Noindex the source page: If the page containing the blocked link is noindexed, Google will eventually stop following the links on it.

In this case, the cleanest option was the nofollow tag.

I asked the development team to add a nofollow attribute to the sitewide /schedule-call?ref= links. Simple, low-risk, and reversible.

Then I waited.

The Results (And Why It Took So Long)

Within 2 weeks, Google started dropping the parameter URLs from the "Indexed, though blocked by robots.txt" report.

The fix was working.

But here's the part I didn't anticipate: it took 10 months for Google to fully resolve the issue.

500 URLs dropped to 6. But the pace was glacial.

This makes some sense in hindsight.

The nofollow attribute on internal links which helped remove the warnings, is the very thing that helps Googlebot make these a priority to crawl.

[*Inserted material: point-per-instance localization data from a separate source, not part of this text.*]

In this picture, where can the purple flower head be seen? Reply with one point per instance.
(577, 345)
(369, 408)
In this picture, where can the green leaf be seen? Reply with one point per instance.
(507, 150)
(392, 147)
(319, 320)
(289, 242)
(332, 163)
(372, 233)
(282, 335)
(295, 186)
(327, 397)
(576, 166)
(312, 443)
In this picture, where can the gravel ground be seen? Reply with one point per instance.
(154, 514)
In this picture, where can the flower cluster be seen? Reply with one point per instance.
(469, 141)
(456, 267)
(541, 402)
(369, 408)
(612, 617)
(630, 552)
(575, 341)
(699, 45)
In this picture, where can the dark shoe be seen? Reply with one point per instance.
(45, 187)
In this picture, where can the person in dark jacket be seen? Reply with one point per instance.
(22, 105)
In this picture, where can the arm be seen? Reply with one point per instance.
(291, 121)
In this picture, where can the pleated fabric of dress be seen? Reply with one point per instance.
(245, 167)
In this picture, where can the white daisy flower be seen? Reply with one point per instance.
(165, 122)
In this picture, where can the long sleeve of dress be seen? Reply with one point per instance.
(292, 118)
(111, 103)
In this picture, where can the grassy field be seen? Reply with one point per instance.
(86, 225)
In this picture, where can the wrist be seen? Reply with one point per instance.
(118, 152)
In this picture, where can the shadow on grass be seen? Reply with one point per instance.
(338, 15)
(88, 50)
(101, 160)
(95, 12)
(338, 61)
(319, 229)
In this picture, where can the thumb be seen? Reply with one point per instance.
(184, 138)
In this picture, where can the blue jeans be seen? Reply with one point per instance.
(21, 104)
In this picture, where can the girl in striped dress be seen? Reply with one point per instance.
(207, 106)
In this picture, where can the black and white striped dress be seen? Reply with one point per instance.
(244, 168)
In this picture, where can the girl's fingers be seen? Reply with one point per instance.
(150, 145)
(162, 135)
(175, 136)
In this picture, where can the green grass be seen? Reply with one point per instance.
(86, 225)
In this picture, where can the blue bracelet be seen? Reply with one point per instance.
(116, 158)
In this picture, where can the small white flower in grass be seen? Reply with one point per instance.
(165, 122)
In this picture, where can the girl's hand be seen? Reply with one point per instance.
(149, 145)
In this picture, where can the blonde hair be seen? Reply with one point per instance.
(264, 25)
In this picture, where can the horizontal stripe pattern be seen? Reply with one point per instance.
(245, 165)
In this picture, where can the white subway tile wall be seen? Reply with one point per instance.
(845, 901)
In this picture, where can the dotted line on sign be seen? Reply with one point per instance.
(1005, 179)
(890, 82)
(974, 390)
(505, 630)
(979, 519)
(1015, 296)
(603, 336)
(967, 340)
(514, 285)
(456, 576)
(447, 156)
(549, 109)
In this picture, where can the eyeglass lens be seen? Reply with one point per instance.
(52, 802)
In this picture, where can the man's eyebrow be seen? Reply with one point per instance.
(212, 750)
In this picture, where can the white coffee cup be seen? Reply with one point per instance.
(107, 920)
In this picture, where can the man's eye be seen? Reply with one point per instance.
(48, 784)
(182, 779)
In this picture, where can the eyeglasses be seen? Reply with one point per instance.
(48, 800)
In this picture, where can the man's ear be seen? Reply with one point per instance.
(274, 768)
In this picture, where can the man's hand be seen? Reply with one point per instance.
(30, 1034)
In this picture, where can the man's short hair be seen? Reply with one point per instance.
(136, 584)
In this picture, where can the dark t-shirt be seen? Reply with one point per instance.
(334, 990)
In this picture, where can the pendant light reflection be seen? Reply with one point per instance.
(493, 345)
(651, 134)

The website migration is over, and the ramping up of crawl activity from Googlebot is now over. So it’s back to the usual schedule and signals to help it identify which pages to crawl.

It's not broken. It's just slow.

Key takeaways

I learnt the following from this case study:

Block pages can be indexed: A page URL blocked by robots.txt can still be eligible to appear in search results (it doesn’t mean the content is requested or indexed).
Links are the root cause: Google indexes blocked URLs because of inbound links, not because it ignores robots.txt.
A 16-year-old policy is still in effect: Google's approach to blocked URLs showing in search results hasn't changed since 2009.
Remove the links to fix the problem: Nofollow tags, uncrawlable links, or noindexing the source page will all work.
It takes time: Don't expect a quick resolution. These page URLs are not a crawl priority once internal links are removed. It can take months for Google to fully drop blocked URLs from the "Indexed, though blocked by robots.txt" report.

Summary

If you're seeing "Indexed, though blocked by robots.txt" in your GSC Page Indexing report, don't panic.

Check what's linking to the blocked pages and then remove the link equity pointing there.

Just don’t expect the fix to be quick.